[pypy-dev] New speed.pypy.org version

Fri Jun 25 14:07:44 CEST 2010

Hi!
First, I want to restate the obvious, before pointing out what I think
is a mistake: your work on this website is great and very useful!

On Fri, Jun 25, 2010 at 13:08, Miquel Torres <tobami at googlemail.com> wrote:
> - stacked bars
Here you are summing up normalized times, which is more or less like
taking their arithmetic average. And that doesn't work at all: in many
cases you can "show" completely different results by normalizing
relatively to another item. Even the simple question "who is faster?"
can be answered in different ways
So you should use the geometric mean, even if this is not so widely
known. Or better, it is known by benchmarking experts, but it's
difficult to become so.

Please, have a look at the short paper:
"How not to lie with statistics: the correct way to summarize benchmark results"
http://scholar.google.com/scholar?cluster=1051144955483053492&hl=en&as_sdt=2000
I downloaded it from the ACM library, please tell me if you can't find it.

> horizontal(http://speed.pypy.org/comparison/?hor=true&bas=2%2B35&chart=stacked+bars):
> This is not meant to "demonstrate" that overall the jit is over two times
> faster than cpython. It is just another way for a developer to picture how
> long a programme would take to complete if it were composed of 21 such
> tasks.

You are not summing up absolute times, so your claim is incorrect. And
the error is significant, given the above paper.
A sum of absolute times would provide what you claim.

> You can see that cpython's (the normalization chosen) benchmarks all
> take 1"relative" second.
Here, for instance, I see that CPython and pypy-c take more or less
the same time, which surprises me (since the PyPy interpreter was
known to be slower than CPython). But given that the result is
invalid, it may well be an artifact of your statistics.

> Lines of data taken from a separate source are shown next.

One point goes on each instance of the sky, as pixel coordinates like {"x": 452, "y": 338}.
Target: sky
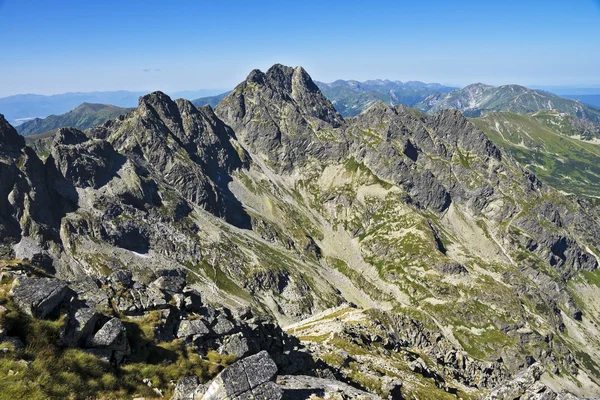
{"x": 50, "y": 47}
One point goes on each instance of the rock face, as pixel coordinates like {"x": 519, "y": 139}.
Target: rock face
{"x": 39, "y": 297}
{"x": 526, "y": 385}
{"x": 248, "y": 378}
{"x": 275, "y": 202}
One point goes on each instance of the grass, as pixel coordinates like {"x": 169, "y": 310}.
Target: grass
{"x": 566, "y": 163}
{"x": 46, "y": 370}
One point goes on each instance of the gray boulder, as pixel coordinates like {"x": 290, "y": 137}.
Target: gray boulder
{"x": 236, "y": 345}
{"x": 80, "y": 326}
{"x": 248, "y": 378}
{"x": 39, "y": 297}
{"x": 122, "y": 277}
{"x": 112, "y": 336}
{"x": 195, "y": 328}
{"x": 526, "y": 385}
{"x": 188, "y": 388}
{"x": 300, "y": 387}
{"x": 223, "y": 326}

> pypy-c needs more or less the same time, some
> "tasks" being slower and some faster. Psyco shows an interesting picture:
> From meteor-contest downwards (fortuitously) , all benchmarks are extremely
> "compressed", which means they are speeded up by psyco quite a lot. But any
> further speed up wouldn't make overall time much shorter because the first
> group of benchmarks now takes most of the time to complete. pypy-c-jit is a
> more extreme case of this: If the jit accelerated all "fast" benchmarks to 0
> seconds (infinitely fast), it would only get about twice as fast as now
> because ai, slowspitfire, spambayes and twisted_tcp now need half the entire
> execution time. An good demonstration of "you are only as fast as your
> slowest part". Of course the aggregate of all benchmarks is not a real app,
> but it is still fun.

This could maybe be still true, at least in part, but you have to do
this reasoning on absolute times.

Best regards, and keep up the good work!
-- 
Paolo Giarrusso - Ph.D. Student
http://www.informatik.uni-marburg.de/~pgiarrusso/